ユーリさんはまた、笑顔でボクを迎えてくれた。
「準備はもう出来ています。今日は彼の目隠しを外しても良いですよ。私は隣の部屋で見ていてあげますから」
ユーリさんに認めてもらえた気がして、ボクはとても嬉しくなった。

書斎のドアを開けると、前日とほぼ同じ姿で、ワイルドタイガー姿の男は床に転がっていた。
今日も小刻みに震えている。
ボクはユーリさんに言われた通り、ワイルドタイガーの目元のガムテープを引き剥がした。

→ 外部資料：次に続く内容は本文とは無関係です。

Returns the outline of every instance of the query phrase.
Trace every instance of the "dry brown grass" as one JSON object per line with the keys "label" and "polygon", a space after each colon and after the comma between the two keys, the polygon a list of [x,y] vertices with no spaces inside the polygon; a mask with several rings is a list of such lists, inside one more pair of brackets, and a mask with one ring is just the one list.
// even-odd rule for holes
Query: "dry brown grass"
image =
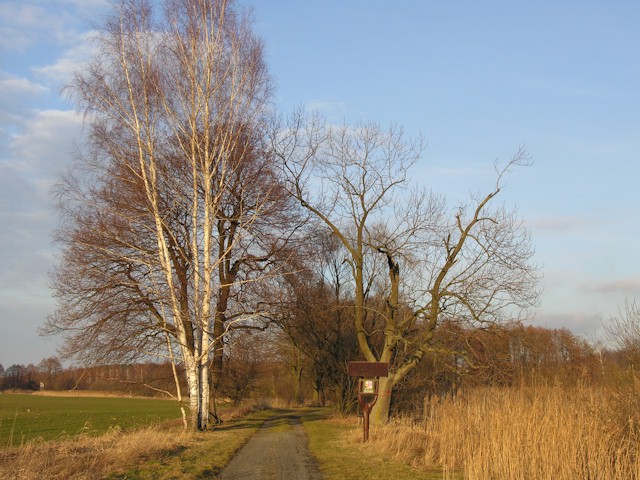
{"label": "dry brown grass", "polygon": [[96,479],[188,445],[193,434],[181,427],[111,430],[100,437],[79,436],[56,442],[29,442],[0,450],[1,479]]}
{"label": "dry brown grass", "polygon": [[[7,391],[7,393],[10,393],[10,391]],[[31,395],[36,395],[41,397],[158,398],[158,399],[170,400],[175,402],[174,399],[171,399],[168,396],[149,397],[149,396],[143,396],[143,395],[131,395],[126,392],[118,392],[118,391],[108,392],[104,390],[36,390],[34,392],[17,391],[16,393],[29,393]]]}
{"label": "dry brown grass", "polygon": [[0,480],[207,476],[220,470],[255,431],[267,415],[261,408],[226,408],[224,425],[232,427],[228,430],[184,431],[176,420],[134,431],[111,429],[98,437],[79,435],[0,448]]}
{"label": "dry brown grass", "polygon": [[640,479],[636,392],[485,389],[432,405],[420,422],[372,429],[371,447],[445,478]]}

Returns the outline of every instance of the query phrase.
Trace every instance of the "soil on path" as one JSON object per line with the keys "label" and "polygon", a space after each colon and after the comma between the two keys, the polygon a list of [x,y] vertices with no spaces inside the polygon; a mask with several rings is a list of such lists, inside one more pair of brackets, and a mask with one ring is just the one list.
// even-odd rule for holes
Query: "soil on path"
{"label": "soil on path", "polygon": [[285,411],[264,422],[225,467],[223,480],[320,480],[322,475],[309,453],[302,414]]}

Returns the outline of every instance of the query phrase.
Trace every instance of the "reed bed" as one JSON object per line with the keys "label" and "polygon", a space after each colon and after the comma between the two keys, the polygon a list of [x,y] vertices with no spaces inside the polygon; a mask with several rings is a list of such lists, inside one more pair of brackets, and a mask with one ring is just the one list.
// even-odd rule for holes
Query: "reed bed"
{"label": "reed bed", "polygon": [[370,447],[444,478],[640,480],[635,391],[479,389],[426,402],[425,418],[372,428]]}

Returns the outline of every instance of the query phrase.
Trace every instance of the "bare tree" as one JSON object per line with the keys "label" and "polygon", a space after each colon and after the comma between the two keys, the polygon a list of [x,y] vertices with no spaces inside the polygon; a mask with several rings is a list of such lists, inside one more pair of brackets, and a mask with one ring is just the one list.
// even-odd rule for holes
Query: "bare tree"
{"label": "bare tree", "polygon": [[55,378],[62,373],[62,362],[57,357],[48,357],[38,364],[38,371],[44,380],[45,387],[54,388]]}
{"label": "bare tree", "polygon": [[632,368],[640,363],[640,304],[625,299],[618,315],[604,324],[610,345],[621,352]]}
{"label": "bare tree", "polygon": [[211,366],[215,386],[224,335],[261,317],[252,286],[276,273],[293,215],[264,149],[270,83],[247,17],[226,0],[153,7],[114,2],[69,87],[89,132],[82,174],[59,188],[45,330],[67,355],[182,364],[205,429]]}
{"label": "bare tree", "polygon": [[390,364],[372,421],[386,419],[393,388],[439,348],[440,323],[498,322],[536,303],[529,236],[515,214],[490,208],[506,172],[528,164],[523,150],[497,169],[491,192],[448,214],[442,197],[408,189],[422,146],[398,127],[334,128],[299,113],[272,145],[291,194],[347,250],[361,354]]}
{"label": "bare tree", "polygon": [[[344,247],[331,232],[320,229],[307,249],[304,258],[298,257],[300,265],[294,273],[282,278],[277,324],[294,353],[294,374],[301,381],[301,367],[306,368],[315,401],[324,405],[325,390],[330,389],[337,410],[346,413],[355,393],[347,365],[355,358],[357,345],[351,292],[343,291]],[[300,387],[294,388],[295,393],[299,391]]]}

眉毛と睫毛が少し抜けたけれど、痛がってはいなかった。
麻薬のせいなのかも知れない。
ワイルドタイガーの瞳は、高価なウイスキーのような、印象的な茶色をしていた。
目元に細かい笑い皺がある。
想像していたよりもオジサンだったけれど、本物みたいでリアルだな、ともボクは思った。

ワイルドタイガーはとろりとした目つきで、億劫そうにボクを見上げた。
そして、驚いた表情になった。
ユーリさんが相手だと、ワイルドタイガーは思っていたのだろうか。
いくらマゾヒスティックな趣味があっても、初対面の若造相手はご免という事なのだろうか。
ボクの中の残虐性が、ゆっくりと鎌首をもたげ始めた。